Over the past month I had been experiencing issues seemingly related to my ISP. Short periods of increased latency (lag spikes) were starting to have an effect on my sanity. After digging in several tools (a few that I knew about, a few that I didn’t before this endeavor), I was able to determine the cause of my issues (buffer bloat) and configure my router with Smart Queue Management (SQM) to resolve my latency issues.
Initial discovery of issues – I have ping alerts that send me a Pushover notification on my phone when an external endpoint is unreachable. In this case I’ve been pinging CloudFlare (126.96.36.199), and I started getting notifications that pings were dropping. Normally this would tell me that my internet is down, but in this case it was telling me something different. I tried to use pathping to determine the cause of pings dropping, but I couldn’t get it to see any hops outside my network. I used SS64 to find the Linux equivalent of pathping – MTR (Matt’s traceroute). Here we can see what appears to be packet loss at my ISP’s routing partner. Although this particular issue isn’t resolved by SQM, it lead me down the path I am on now…
I reached out to Equinix support, and they told me that my ISP likely has an oversubscribed port. This means that the connection is basically maxed out, and the router drops ICMP packets as “bottom of the barrel” traffic. This StackExchange answer recommends to use the tool tcping, which is a wonderful network troubleshooting tool along with tcproute (this tool can help determine what firewall a port needs to be opened on, for example). They also recommended using WinMTR, but I found that it’s not that great because it counts “no ICMP reply” hops as packet loss, and it doesn’t have alternate display modes. So basically I’ve found that it’s good to have a mix of both Windows and Linux network troubleshooting tools at one’s disposal. Using tcping to probe DNS port 53, I was able to see that none of my actual data packets to CloudFlare were dropping.
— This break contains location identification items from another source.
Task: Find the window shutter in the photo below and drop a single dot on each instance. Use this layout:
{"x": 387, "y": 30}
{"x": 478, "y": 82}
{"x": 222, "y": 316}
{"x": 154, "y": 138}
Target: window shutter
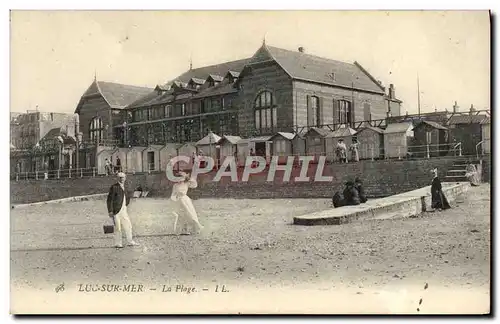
{"x": 321, "y": 115}
{"x": 310, "y": 117}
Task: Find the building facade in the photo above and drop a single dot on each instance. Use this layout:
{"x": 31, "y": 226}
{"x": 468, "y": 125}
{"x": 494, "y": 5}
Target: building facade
{"x": 29, "y": 128}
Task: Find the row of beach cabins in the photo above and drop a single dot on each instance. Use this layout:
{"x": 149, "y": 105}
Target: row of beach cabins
{"x": 373, "y": 143}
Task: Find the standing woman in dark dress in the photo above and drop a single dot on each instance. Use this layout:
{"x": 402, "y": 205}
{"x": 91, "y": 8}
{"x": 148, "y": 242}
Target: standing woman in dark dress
{"x": 439, "y": 200}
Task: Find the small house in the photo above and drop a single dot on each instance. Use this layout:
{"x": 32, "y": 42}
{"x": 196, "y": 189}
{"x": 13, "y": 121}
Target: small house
{"x": 371, "y": 142}
{"x": 397, "y": 137}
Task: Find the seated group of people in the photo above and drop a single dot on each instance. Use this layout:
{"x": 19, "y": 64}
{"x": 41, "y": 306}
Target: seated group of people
{"x": 353, "y": 194}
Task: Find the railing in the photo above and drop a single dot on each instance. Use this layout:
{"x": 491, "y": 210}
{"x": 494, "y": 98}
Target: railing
{"x": 366, "y": 152}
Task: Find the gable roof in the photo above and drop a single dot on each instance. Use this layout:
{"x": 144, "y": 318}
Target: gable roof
{"x": 432, "y": 124}
{"x": 306, "y": 67}
{"x": 398, "y": 128}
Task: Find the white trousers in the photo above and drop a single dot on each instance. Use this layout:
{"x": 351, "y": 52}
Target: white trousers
{"x": 122, "y": 221}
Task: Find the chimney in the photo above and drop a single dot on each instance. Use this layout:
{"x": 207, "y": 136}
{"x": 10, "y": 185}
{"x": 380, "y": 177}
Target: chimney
{"x": 392, "y": 92}
{"x": 472, "y": 110}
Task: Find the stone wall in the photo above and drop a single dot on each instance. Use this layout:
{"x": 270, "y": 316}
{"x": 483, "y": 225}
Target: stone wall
{"x": 381, "y": 178}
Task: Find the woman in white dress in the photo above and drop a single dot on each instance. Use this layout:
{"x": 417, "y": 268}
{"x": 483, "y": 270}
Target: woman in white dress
{"x": 185, "y": 214}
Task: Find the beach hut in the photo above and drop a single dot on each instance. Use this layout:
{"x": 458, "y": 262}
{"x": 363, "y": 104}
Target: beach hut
{"x": 315, "y": 139}
{"x": 285, "y": 145}
{"x": 485, "y": 135}
{"x": 167, "y": 152}
{"x": 151, "y": 158}
{"x": 208, "y": 146}
{"x": 430, "y": 139}
{"x": 371, "y": 143}
{"x": 101, "y": 159}
{"x": 134, "y": 159}
{"x": 347, "y": 134}
{"x": 229, "y": 147}
{"x": 397, "y": 137}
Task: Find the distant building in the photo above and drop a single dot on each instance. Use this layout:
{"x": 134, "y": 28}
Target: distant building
{"x": 28, "y": 128}
{"x": 274, "y": 90}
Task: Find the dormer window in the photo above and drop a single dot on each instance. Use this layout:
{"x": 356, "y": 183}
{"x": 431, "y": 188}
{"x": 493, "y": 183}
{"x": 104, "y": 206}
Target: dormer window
{"x": 214, "y": 80}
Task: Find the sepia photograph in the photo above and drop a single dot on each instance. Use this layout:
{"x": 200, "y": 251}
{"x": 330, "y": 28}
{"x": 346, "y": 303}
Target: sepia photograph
{"x": 250, "y": 162}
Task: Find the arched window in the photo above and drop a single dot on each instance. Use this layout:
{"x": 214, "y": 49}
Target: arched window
{"x": 266, "y": 118}
{"x": 96, "y": 130}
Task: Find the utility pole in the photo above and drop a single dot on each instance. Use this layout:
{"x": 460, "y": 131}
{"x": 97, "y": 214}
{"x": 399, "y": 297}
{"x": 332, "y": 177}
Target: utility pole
{"x": 418, "y": 89}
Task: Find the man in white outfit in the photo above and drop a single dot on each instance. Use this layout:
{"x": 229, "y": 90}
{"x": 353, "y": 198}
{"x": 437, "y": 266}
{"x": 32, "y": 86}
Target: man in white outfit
{"x": 117, "y": 202}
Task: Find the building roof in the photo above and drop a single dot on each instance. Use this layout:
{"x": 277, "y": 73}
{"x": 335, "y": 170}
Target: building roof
{"x": 306, "y": 67}
{"x": 56, "y": 132}
{"x": 216, "y": 77}
{"x": 211, "y": 138}
{"x": 342, "y": 132}
{"x": 375, "y": 129}
{"x": 432, "y": 124}
{"x": 466, "y": 119}
{"x": 117, "y": 95}
{"x": 398, "y": 128}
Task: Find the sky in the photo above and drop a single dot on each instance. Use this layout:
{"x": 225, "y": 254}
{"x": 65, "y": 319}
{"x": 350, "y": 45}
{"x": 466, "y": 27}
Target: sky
{"x": 54, "y": 55}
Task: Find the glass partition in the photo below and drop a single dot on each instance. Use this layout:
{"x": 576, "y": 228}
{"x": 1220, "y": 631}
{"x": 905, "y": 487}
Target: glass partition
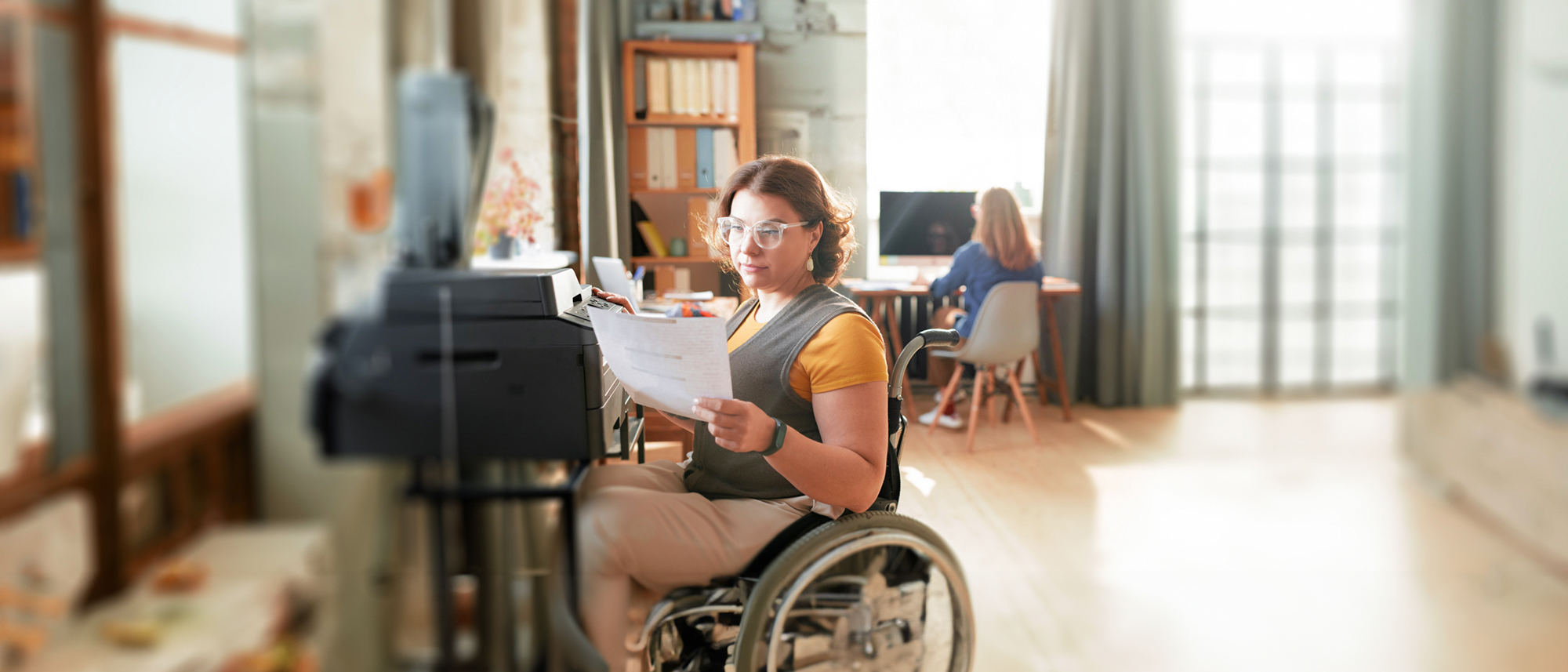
{"x": 184, "y": 252}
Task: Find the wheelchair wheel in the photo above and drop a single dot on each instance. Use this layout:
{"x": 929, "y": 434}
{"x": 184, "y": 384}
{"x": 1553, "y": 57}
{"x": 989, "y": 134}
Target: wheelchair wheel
{"x": 868, "y": 592}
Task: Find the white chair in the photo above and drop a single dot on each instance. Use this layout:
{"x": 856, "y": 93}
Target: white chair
{"x": 1006, "y": 332}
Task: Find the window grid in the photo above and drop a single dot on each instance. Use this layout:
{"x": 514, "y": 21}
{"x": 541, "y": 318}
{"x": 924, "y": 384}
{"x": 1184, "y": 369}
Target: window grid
{"x": 1341, "y": 307}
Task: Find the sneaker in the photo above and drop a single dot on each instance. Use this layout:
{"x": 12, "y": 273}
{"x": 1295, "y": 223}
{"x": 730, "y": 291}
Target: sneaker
{"x": 946, "y": 421}
{"x": 960, "y": 396}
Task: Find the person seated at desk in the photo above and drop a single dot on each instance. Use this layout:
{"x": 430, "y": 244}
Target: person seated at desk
{"x": 1001, "y": 252}
{"x": 807, "y": 430}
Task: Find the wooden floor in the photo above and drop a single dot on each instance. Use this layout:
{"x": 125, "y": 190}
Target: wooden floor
{"x": 1227, "y": 536}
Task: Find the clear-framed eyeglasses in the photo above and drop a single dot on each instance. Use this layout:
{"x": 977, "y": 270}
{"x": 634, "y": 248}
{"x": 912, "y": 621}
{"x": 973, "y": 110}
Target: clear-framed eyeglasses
{"x": 768, "y": 234}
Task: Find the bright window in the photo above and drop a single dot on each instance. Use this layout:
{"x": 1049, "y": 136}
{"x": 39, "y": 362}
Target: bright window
{"x": 957, "y": 96}
{"x": 1291, "y": 192}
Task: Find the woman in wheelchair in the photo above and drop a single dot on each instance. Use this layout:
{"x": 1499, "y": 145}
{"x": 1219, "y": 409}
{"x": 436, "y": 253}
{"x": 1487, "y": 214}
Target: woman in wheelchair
{"x": 807, "y": 430}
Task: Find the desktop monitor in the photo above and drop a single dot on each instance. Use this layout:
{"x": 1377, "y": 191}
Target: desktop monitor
{"x": 924, "y": 228}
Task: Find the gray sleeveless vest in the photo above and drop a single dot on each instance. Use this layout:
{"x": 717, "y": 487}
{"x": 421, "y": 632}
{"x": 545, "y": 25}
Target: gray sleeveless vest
{"x": 760, "y": 374}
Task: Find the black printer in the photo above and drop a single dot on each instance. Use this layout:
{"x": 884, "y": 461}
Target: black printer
{"x": 470, "y": 366}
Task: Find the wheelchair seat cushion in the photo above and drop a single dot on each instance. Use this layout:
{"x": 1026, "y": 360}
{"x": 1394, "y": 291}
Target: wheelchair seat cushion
{"x": 783, "y": 540}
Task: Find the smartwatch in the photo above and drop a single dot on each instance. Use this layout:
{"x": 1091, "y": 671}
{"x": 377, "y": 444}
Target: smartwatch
{"x": 779, "y": 437}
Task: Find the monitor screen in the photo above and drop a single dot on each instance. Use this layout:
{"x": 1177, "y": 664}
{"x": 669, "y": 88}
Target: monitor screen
{"x": 926, "y": 223}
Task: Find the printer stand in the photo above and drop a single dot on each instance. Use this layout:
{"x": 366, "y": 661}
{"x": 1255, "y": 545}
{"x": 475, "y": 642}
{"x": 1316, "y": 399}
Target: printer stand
{"x": 487, "y": 543}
I decided to leave it at this, and ping monitor quad9 (188.8.131.52) until my ISP upgrades their oversubscribed link.
But now that I’ve seen what can’t be unseen, of course other issues started cropping up. I was starting to see latency and packet loss during periods of high utilization. This would manifest as lag spikes either when I was working remotely, or listening to streaming audio. Using MTR’s alternate display mode (press the D key), I was able to see some pretty wild statistics across all the hops along the route. I had my ISP come out and take a look and they replaced the modem, and the signal looked fine. With this display mode you can see with the scale, that this was a period of extreme latency. ? is packet loss and > is greater than the labeled scale.
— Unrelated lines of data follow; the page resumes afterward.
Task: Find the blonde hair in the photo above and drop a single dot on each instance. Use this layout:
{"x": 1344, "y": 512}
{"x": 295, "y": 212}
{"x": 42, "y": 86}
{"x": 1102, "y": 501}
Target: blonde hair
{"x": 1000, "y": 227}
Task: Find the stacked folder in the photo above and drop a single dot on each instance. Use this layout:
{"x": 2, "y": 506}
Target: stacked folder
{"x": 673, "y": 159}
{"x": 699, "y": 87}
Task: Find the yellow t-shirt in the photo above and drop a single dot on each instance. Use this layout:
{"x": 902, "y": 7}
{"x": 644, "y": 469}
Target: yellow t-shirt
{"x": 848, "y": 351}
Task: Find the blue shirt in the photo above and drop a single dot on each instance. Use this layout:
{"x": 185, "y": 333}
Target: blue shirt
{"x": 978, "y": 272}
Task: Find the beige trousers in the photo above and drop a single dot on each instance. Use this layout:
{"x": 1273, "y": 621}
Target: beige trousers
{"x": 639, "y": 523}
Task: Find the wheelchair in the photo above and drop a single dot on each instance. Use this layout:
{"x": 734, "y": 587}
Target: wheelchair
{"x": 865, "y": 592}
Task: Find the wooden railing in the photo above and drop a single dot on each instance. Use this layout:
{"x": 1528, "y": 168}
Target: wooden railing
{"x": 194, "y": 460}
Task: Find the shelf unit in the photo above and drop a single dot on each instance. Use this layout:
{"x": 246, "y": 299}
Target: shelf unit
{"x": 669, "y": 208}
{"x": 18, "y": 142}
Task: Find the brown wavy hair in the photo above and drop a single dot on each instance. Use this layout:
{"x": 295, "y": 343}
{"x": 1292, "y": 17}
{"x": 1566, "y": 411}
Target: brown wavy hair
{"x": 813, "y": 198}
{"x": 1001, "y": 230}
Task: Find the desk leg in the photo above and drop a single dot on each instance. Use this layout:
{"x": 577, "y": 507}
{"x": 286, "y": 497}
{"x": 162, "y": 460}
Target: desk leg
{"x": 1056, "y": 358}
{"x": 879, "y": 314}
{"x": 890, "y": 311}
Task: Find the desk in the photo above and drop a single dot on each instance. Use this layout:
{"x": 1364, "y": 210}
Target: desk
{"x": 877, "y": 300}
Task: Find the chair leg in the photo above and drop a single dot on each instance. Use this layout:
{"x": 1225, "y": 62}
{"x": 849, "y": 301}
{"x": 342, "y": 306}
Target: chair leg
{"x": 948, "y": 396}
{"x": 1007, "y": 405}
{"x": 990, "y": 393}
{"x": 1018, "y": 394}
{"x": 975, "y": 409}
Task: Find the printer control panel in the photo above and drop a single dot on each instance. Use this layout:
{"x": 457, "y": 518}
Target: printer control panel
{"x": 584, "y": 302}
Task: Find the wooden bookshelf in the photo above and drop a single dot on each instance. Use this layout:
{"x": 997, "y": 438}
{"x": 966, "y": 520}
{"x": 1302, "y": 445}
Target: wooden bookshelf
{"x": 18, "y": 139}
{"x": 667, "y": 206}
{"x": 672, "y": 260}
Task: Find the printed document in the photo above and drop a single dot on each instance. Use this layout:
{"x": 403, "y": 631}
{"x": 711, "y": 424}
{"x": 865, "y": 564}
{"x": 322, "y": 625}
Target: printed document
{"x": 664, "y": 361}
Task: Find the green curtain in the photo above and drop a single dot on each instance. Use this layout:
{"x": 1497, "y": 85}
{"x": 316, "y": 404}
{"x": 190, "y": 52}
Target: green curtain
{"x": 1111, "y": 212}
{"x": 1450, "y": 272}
Seeing that the very first hop to my router is even affected by extreme latency, I took some steps to rule it out. Pinging my router under heavy load showed latency that would seem to indicate the router is an issue. I looked up “EdgerouterX lag spikes” and I found several posts where the issue was described as “buffer bloat” and recommended to configure Smart Queue Management. I found the WaveForm buffer bloat test, and ran it on my network. It’s important to run this test directly connected to your router (with an ethernet cable) and with no heavy load on the internet connection. Bypassing my router, running the test directly from my laptop connected to the modem, I could see that the issue is not caused by my router. There are times when network congestion further down the route appears to back up and latency was much worse than this.
Having done some research on SQM, I found that this has an impact on total available bandwidth. Knowing this I contacted my ISP and had them double my bandwidth to 400/20. In order for my EdgerouterX to pull bandwidth upwards of 300 Mbps, I had to configure my router to enable hwnat hardware offloading. Running a buffer bloat test, bandwidth is looking great, but still seeing latency occurring at times of congestion.
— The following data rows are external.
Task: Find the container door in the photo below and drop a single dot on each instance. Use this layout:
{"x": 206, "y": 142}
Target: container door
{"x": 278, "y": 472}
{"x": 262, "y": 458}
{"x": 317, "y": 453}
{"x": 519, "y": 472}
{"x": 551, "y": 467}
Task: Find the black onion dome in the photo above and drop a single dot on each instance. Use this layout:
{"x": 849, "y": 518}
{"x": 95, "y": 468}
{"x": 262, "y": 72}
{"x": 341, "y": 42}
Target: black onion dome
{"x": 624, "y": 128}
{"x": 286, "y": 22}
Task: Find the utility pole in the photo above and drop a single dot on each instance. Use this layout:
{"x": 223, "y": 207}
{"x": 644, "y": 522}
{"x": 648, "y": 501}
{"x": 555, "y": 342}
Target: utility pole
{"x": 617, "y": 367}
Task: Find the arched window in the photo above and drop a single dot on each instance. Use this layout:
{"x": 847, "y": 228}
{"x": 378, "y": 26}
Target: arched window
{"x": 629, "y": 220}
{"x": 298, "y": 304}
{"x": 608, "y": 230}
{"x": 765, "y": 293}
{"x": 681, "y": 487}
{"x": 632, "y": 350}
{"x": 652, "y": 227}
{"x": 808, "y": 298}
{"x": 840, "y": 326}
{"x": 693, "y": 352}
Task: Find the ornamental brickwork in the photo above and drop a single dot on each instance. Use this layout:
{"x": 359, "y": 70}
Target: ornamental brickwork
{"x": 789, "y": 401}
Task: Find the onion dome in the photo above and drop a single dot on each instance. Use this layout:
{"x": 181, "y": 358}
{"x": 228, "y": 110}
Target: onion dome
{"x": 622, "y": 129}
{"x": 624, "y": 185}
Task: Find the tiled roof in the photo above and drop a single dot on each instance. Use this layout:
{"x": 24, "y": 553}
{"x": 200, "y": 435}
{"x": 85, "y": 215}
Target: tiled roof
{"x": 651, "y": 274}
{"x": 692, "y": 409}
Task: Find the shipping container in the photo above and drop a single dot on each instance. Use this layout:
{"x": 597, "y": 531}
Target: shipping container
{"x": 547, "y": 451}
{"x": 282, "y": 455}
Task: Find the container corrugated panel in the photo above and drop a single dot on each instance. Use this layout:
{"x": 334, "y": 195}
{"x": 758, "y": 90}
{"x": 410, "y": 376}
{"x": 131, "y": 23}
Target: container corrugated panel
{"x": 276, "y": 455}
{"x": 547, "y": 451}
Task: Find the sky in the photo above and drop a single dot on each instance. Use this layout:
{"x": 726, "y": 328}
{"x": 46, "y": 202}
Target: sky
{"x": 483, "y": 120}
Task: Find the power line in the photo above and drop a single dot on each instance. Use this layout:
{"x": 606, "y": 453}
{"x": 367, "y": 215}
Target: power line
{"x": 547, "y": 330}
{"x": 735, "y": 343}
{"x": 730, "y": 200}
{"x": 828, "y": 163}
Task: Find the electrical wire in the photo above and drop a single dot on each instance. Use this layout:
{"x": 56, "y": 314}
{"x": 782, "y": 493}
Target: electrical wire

After applying SQM and running another test, I see the desired effect – lower latency with the trade off of lower bandwidth (for a single connection). I am pretty sure however that with multiple connections SQM will still be able to saturate and fully take advantage of the data connection. Update: SQM disables hardware offloading so the full speed on my router can't be realized while using SQM. I can either downgrade my internet connection or upgrade my router to a model that can offer more throughput with SQM enabled.
The takeaway: dropped pings don’t mean dropped data packets. If you have tools such as MTR or tcping at your disposal, they can help demystify network issues. If you’re seeing latency caused by buffer bloat, you need a router that can have Smart Queue Management configured. The ISP cannot be expected to have this feature enabled on their routers as it would be a bottleneck on the network. If you’re having trouble understanding buffer bloat, check out the FAQ on the buffer bloat test page.